Insurance companies will make all sorts of promises when they attempt to get your business. They present themselves as an oasis of stability during difficult times, claiming they will help you when needed.
Customers believe the sales talk and are often shocked when the insurance company turns around and denies their claim or offers them far less money than they deserve.
At the end of the day, an insurance company is a business. They will not pay you a penny more than they have to for your claim. Unfortunately, the insurance company does not even want to pay you what they owe under the terms of your policy, and you often must force them to pay you what you rightfully deserve. In this scenario it's imperative to engage an insurance litigation attorney to handle your case lawfully.
Insurance companies know that the more they pay you, the less money they will earn, and they will then need to listen to their shareholders.

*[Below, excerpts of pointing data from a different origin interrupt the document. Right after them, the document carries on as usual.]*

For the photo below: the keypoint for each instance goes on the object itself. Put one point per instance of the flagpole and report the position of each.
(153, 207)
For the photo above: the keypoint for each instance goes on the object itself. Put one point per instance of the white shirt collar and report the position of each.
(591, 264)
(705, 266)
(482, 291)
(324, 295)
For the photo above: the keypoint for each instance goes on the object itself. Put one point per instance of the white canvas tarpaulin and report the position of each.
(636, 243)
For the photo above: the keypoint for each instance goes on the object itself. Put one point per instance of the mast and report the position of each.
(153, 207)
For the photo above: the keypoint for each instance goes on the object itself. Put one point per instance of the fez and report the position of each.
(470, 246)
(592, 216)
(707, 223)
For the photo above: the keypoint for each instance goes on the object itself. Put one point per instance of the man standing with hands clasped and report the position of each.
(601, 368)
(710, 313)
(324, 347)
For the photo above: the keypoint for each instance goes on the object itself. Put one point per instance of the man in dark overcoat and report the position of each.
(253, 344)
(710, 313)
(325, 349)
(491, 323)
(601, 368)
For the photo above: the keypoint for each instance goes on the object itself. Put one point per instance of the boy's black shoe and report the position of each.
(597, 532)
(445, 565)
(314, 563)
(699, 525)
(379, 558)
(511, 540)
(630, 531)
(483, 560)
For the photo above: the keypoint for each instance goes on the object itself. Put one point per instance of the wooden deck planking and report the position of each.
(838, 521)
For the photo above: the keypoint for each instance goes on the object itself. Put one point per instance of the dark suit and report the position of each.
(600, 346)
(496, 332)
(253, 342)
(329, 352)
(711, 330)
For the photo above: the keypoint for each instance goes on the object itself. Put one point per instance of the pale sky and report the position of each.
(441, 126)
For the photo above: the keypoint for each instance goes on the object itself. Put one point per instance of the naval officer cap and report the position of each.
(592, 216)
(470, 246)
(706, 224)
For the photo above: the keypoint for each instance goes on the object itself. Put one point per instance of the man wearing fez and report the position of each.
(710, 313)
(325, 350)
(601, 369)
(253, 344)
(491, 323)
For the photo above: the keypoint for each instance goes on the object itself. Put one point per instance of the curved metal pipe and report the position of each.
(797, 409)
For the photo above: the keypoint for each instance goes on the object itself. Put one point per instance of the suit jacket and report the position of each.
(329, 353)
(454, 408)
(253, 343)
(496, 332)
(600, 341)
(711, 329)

If the insurance company constantly disappoints the shareholders, executives may lose their jobs.
The Insurance Company Has a Contract With You They Must Honor
At its core, an insurance policy is a contract between you and the insurance company. You pay them premiums in exchange for coverage, and you contain your rights within the language of the contract. However, as with any contract, you may need legal action to enforce your rights.
A court can decide the dispute, especially when it relates to what the contract actually says, as the parties usually have two different interpretations of the contract.
When you have any contention with the insurance company, you need legal help.
Disputes usually fall into one of three categories:
- The insurance company refuses to pay any part of your claim
- The insurance company may offer you money, but it is far less than you should get
- The insurance company commits misconduct that rises to the level of bad faith, making them liable to pay you damages for their conduct
You Need a Lawyer When an Insurance Company Has Denied Your Claim
First, you will need an insurance litigation attorney because the insurance company has denied your claim outright and may state that the terms of the policy claim do not cover your loss.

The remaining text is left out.